Barger enjoyed relatively large margins of victory in her last two elections, winning in 2016 over Pasadena Democrat Darrell Park in 2016 by almost 18%, and then garnered almost the same amount against Park again in the March primary four years later (58.7%), negating a runoff in November due to a change in state law.
One thing is certain so far: The Pasadena assemblyman has been much more successful at fundraising than the Pasadena environmentalist ever was, which could make for a much tighter race in the Fifth District for 2024.
Based on the Form 460’s filed with the L.A. County Registrar-Recorder/County Clerk, Holden raised just over $688,000, including a little over $5,000 in nonmonetary contributions and $20,000 in loans. (His fundraising total for the first six months has more than tripled the total fundraising efforts of Park’s 2020 total of about $135,000.) About $280,000 of his total came from transfers via the Holden for Assembly campaign.
Holden comes from a longstanding family in L.A. politics, the son of Nate Holden, who served as a member of the L.A. City Council and the state Senate. Chris Holden terms out of the Legislature at the end of next year after 12 years in Sacramento.
The firm his district office referred questions to for his campaign did not immediately respond Thursday to a request for comment.
Barger reported the largest cash balance on hand as of June 30, the filing deadline, after raising $595,864 in the first six months of 2023, including $20,000 in loans and no nonmonetary contributions.
“I truly appreciate the support I have received across the board from our Fifth District community,” Barger said. “Many of my supporters do not regularly give to political campaigns, which makes reaching this amount at this time all the more special. I am very grateful that so many of our neighbors have invested in our campaign.”
That total added to $99,377 leftover from the previous year’s total for a total of $660,997 after deducting expenditures. Holden reported having a net balance of $604,263 for the same period.
The third candidate is Konstantine Anthony, who currently serves as the mayor of Burbank, but has been seen at several recent events in the Santa Clarita Valley as he tries to get his name better known in the North County region.
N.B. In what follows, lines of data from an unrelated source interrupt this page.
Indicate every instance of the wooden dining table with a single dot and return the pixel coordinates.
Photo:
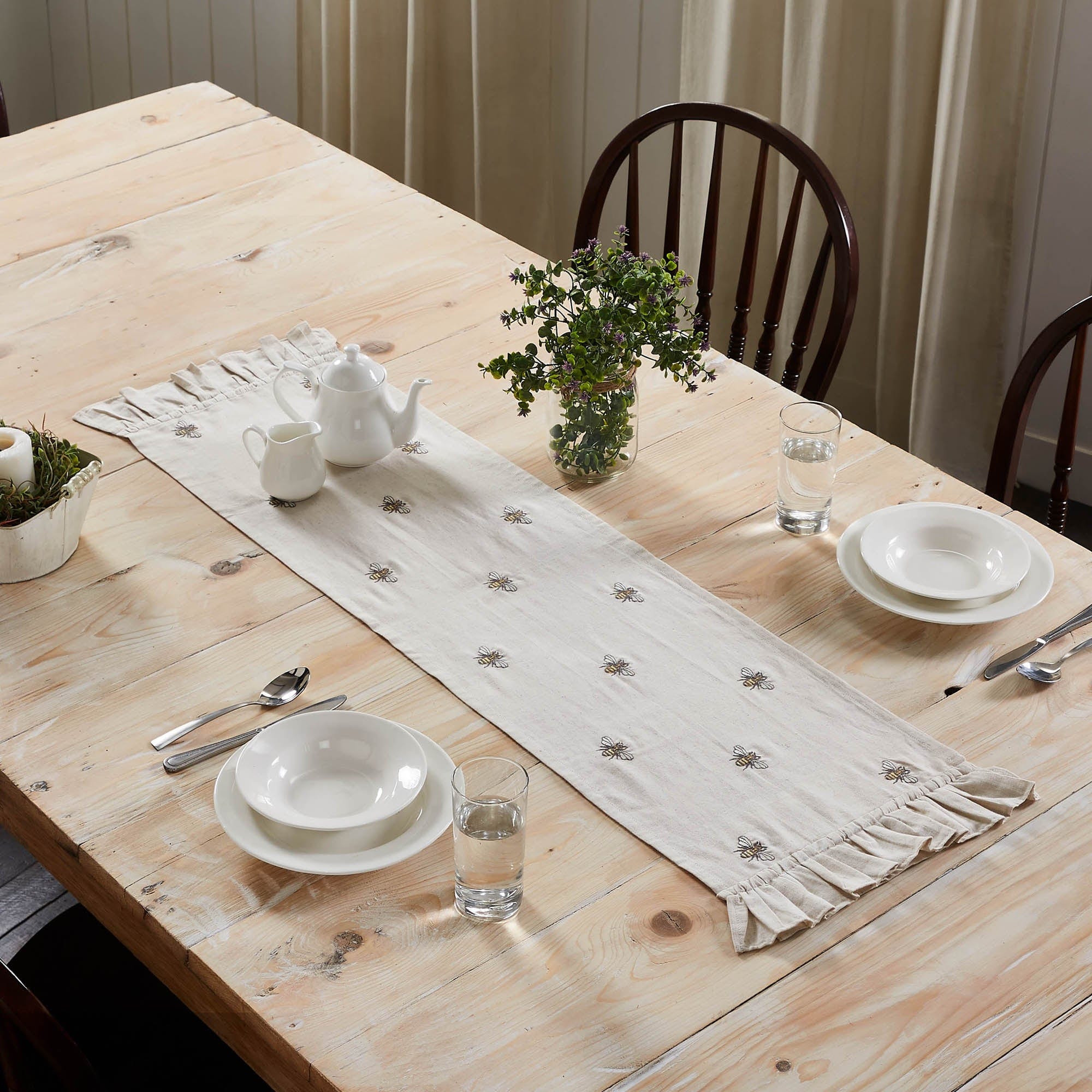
(165, 230)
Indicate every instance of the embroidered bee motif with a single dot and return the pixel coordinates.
(894, 771)
(615, 749)
(753, 851)
(491, 658)
(749, 761)
(755, 681)
(615, 667)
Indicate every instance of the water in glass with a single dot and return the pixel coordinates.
(810, 433)
(490, 833)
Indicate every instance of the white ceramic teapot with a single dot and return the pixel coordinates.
(350, 399)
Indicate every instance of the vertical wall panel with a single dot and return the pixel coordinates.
(233, 46)
(72, 54)
(660, 56)
(26, 63)
(614, 30)
(149, 46)
(109, 40)
(568, 42)
(1061, 271)
(191, 29)
(276, 57)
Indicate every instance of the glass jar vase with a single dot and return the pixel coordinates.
(594, 434)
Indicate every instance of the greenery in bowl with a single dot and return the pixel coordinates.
(598, 318)
(56, 464)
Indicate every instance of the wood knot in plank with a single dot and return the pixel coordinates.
(347, 942)
(376, 347)
(671, 923)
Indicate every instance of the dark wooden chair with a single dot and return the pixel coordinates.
(840, 239)
(80, 1014)
(1008, 441)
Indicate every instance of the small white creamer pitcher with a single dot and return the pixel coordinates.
(290, 466)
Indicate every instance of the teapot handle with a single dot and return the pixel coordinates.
(282, 399)
(251, 452)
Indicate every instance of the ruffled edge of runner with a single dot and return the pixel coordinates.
(810, 886)
(197, 386)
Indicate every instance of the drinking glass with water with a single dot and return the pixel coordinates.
(810, 433)
(490, 800)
Anthony reported raising just over $40,000 on his Form 460, including $5,000 in loans and no nonmonetary contributions. His ending cash-on-hand balance for the period was a little over $26,000.
“As the progressive grassroots candidate in this race, I am the only candidate that doesn’t take donations from corporations, corporate PACs, real estate interests, fossil fuel executives or police associations,” Anthony wrote in a statement emailed to The Signal on Thursday.
The next reporting deadline for campaign finance in L.A. County is Dec. 31.